You'll also need to consider whether your embedding model has any limitations. Many Open-Source models have a strict limit of 512 tokens.
Chunk Breaks
It's best not to use a strict chunk size, in case you cut-off sentences. You should prefer to chunk between paragraph breaks, or at the very least sentence endings.
In more advanced cases, you can even use an embedding model or LLM to break chunks between text that appears semantically different.
Chunk Overlap
No matter how complex your chunking procedure is, you are likely to have some less-than-ideal chunk boundaries.
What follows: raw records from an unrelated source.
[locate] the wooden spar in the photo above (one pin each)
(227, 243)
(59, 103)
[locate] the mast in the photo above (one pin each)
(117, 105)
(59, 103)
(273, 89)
This is why creating an overlap of 10–20% between chunks generally improves recall, without impacting precision or latency.
The Kubernetes docs have some fairly large sections, and I found the following worked well:
- Max chunk length: 400 tokens
- Chunk overlap: 50 tokens

Generating Metadata
Extra Metadata should be attached to chunks for 2 reasons:
- To enrich generation by the LLM e.g. adding citations and page numbers
- Performing custom searching or filtering on retrieval
What metadata you store will depend on your data, but here's some examples:
- Source Document Name
- Page Numbers
- Section and Section Path
- Section Chunk Index and Total Chunks
- Reference IDs, Article Numbers, Rule/Error/Product Codes
- Summary of chunk contents (LLM Generated)

Generating Dense Vectors (Semantic Embeddings)
Embeddings are generated by your selected Embedding model, using text from the chunks. If it adds to the semantic relevance, then you should also add the Source Document Name and/or Section Path.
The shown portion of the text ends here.